By Marc Landy
Professor of political science, Boston College
In the wake of the disastrous oil spill in the Gulf of Mexico, BP has decided it needs new leadership. In analyzing its own efforts during this latest calamity on the Gulf Coast, the federal government might come to a similar conclusion concerning its disaster response operations.
The BP oil spill, like Hurricane Katrina five years before it, illustrates again the federal government’s inability to cope with megadisasters. In both Gulf Coast tragedies, federal agencies failed to act decisively and authoritatively, coordinate with one another and work cooperatively with state and local authorities.
“GulfGov Reports,” a research and dissemination effort led by the Rockefeller Institute in which I participated, comprehensively documented the governmental missteps in the wake of Katrina. For example, a Mississippi city tried to rebuild a highway and the infrastructure underneath but was stymied by conflicting federal requirements. One federal agency required it to give hiring preference to minorities for work on the project while another agency insisted that hiring be done on a nondiscriminatory basis. Louisiana used the bulk of its federal recovery aid to assist homeowners to rebuild in exactly the same place despite the lack of adequate assurances that they would have flood protection or that the city would provide them with water, sewage and other vital services.
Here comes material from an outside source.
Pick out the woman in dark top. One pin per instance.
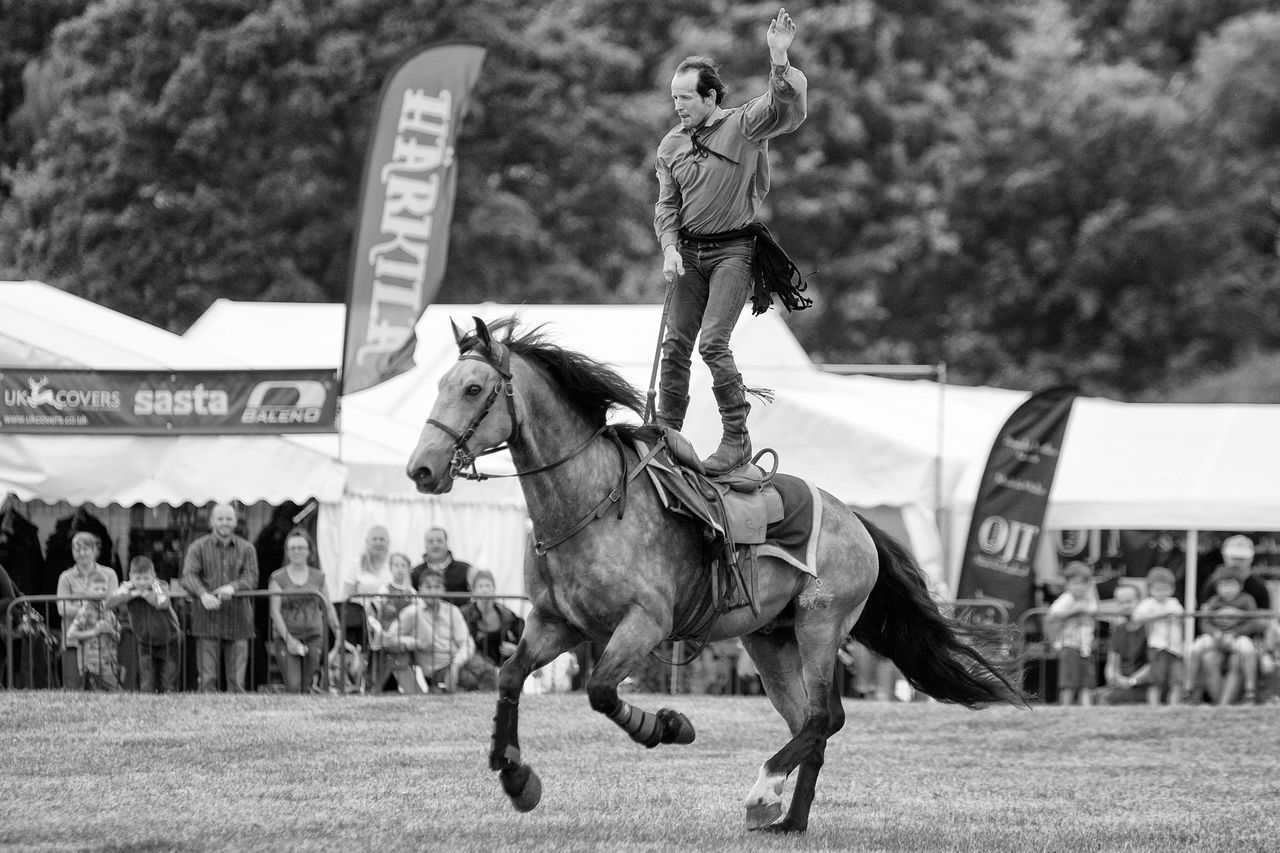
(494, 628)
More recently, as oil spilled into the Gulf, the federal government — the Army Corps of Engineers — prevented the state of Louisiana from erecting rock and sand berms to keep the oil off its shores. There may indeed have been sound scientific reasons for rejecting the particular schemes Louisiana proposed. But why didn’t the federal government initiate and fund better alternatives rather than content itself with stifling state initiative?
Actually, the Army Corps was not proactive because that is not its function. Federal agencies are geared towards dealing with routine circumstances and events, not the unpredictable and devastating effects of catastrophes. There are good reasons for such caution. Officials are duty-bound to obey the letter of the law and follow congressional directives. What disaster victims see as red tape is really a set of yellow lights prompting affected agencies to fulfill their congressionally mandated obligations, which require a full review of potential environmental impacts and strict compliance with federal labor and civil rights laws.
The key to improving federal megadisaster response and recovery is therefore not to pillory “bureaucrats” but rather to create temporary detours around bureaucratic routines in the face of truly catastrophic emergencies.
To provide such emergency response and recovery capacity, Congress should give the president standby authority to appoint an officer in charge (OIC). The OIC would coordinate the federal government’s response and recovery efforts. The OIC would be expected to ensure that the relevant federal officials and agencies were consulting one another and supporting each other’s efforts. The OIC would be empowered to end the deadlocks caused by conflicting federal regulations and to resolve conflicts among federal, state and local authorities.
But the OIC would be more than a referee and facilitator. In megadisasters, as in war, no preconceived battle plan can substitute for bold, determined, flexible and creative leadership in the field. The job of the OIC would be to mount a powerful and well-orchestrated campaign geared to contain megadisaster damage and stimulate recovery. Armed with its extensive (albeit temporary) powers and presidential mandate, the OIC would push agencies like the Army Corps to find solutions — rather than act as naysayers.
Each OIC would be appointed under a specific executive order unique to the megadisaster at hand. This is necessary because the precise limits and extent of the OIC’s authority should be tailored to the specific physical, political and economic circumstances being addressed. The person the president chooses should possess the stature, wisdom and experience that would enable the OIC to energize the national government response and, if appropriate, recommend to the president and to Congress a course of national recovery action.
To its victims, all disasters are “mega.” But the OIC scheme is only appropriate for truly extraordinary events. Unless a high megadisaster threshold is established, governors and state congressional delegations will pressure the president to declare every serious hurricane, fire or blizzard to be a megadisaster, with the expectation that this designation will produce more federal aid than could be obtained through ordinary channels. This concern is not merely hypothetical. During the Clinton years the criteria for obtaining federal disaster relief were loosened and, despite a lack of truly major incidents in this period, the number of disaster declarations and the amount of disaster relief spending rose.
It has become commonplace in the aftermath of a megadisaster to urge the president to appoint a “czar” to deal with it. Czars did not do all that well by Russia, and the U.S. should avoid them. An OIC is not a czar. The OIC’s authority would be temporary, and its discretion limited. Responsibility for funding megadisaster response and recovery would remain with Congress.
Without exceeding these un-czarlike limits, an officer in charge would still be capable of providing the strategic vision, communication among diverse participants and the tactical decisiveness that have been sorely missing in the two Gulf megadisasters.